Shortly after its troops bulldozed Georgian forces out of the regions, Russia recognized identity documents from their separatist governments, who at the time celebrated that as a sign Moscow would soon recognize them as independent states. Not long after that, Russia did, becoming one of only four countries (including the tiny island of Nauru) to do so.

Russian officials said today that was not the plan in Ukraine. Russian diplomatic sources, speaking anonymously to the business paper, RBK, said recognition was not on the cards.

But Putin's move on Sunday is the latest development in Ukraine’s conflict since Donald Trump became president, with some seeing it as an effort to probe the new administration's attitude. In early February, the worst fighting in two years broke out, leaving at least 30 dead. Last week, Putin accused Kiev of having decided on a military solution to the conflict.

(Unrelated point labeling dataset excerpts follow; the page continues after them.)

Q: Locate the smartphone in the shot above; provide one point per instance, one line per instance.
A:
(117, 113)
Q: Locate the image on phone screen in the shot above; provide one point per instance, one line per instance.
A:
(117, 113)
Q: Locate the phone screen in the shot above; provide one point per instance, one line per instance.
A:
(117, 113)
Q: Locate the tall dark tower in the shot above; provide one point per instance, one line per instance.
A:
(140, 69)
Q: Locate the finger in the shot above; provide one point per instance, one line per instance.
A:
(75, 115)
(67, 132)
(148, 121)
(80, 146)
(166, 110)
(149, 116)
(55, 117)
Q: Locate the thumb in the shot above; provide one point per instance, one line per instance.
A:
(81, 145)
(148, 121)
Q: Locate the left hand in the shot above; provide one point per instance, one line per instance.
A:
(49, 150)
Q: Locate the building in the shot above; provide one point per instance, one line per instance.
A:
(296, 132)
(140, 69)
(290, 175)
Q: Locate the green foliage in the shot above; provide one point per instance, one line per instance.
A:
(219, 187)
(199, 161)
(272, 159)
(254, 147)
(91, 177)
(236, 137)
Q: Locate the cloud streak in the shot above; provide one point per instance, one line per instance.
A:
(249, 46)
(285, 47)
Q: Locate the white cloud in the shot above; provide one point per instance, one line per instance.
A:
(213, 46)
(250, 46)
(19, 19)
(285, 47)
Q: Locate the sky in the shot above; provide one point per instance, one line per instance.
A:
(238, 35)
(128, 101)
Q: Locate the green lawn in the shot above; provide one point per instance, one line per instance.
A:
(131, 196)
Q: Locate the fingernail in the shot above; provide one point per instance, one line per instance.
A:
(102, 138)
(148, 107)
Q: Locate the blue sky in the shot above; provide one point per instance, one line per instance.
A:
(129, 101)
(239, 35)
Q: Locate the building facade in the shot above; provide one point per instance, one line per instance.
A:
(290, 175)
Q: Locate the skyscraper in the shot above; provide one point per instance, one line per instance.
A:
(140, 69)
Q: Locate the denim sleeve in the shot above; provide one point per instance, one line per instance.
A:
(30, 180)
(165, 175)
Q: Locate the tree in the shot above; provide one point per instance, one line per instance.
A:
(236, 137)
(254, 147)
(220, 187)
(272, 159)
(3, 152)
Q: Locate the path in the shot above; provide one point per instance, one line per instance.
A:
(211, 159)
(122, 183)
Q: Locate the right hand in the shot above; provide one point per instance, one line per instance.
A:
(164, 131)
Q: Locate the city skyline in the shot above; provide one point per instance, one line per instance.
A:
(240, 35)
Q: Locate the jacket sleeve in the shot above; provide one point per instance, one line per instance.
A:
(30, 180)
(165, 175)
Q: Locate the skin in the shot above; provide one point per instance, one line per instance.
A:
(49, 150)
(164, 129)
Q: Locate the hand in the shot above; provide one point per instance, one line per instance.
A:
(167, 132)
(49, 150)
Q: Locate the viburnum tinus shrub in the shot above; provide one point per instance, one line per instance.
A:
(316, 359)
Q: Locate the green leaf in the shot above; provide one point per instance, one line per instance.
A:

Trump's policy on Ukraine has yet to take shape. Comments during his campaign had encouraged hopes among some Russian officials Trump might consider recognizing Russia’s annexation of Crimea and removing U.S. sanctions on Moscow.

Those hopes though have dimmed recently, as Trump's administration has appeared to fall back on previous U.S. policy towards Ukraine. The White House has said sanctions will not be lifted until Crimea is returned to Ukraine, and last week Trump suggested he would have stopped Moscow from taking the peninsula in the first place.

That has relieved some of America's European allies, but they remain deeply worried by Trump's regular praise of Putin and in particular his apparent disdain for the European Union. Pence over the weekend delivered an address at a security conference in Munich with what he said was a direct message from the president that the White House's commitment to defending Europe was total, including standing up to Moscow.

"Know this: The United States will continue to hold Russia accountable, even as we search for new common ground, which as you know President Trump believes can be found," Pence said.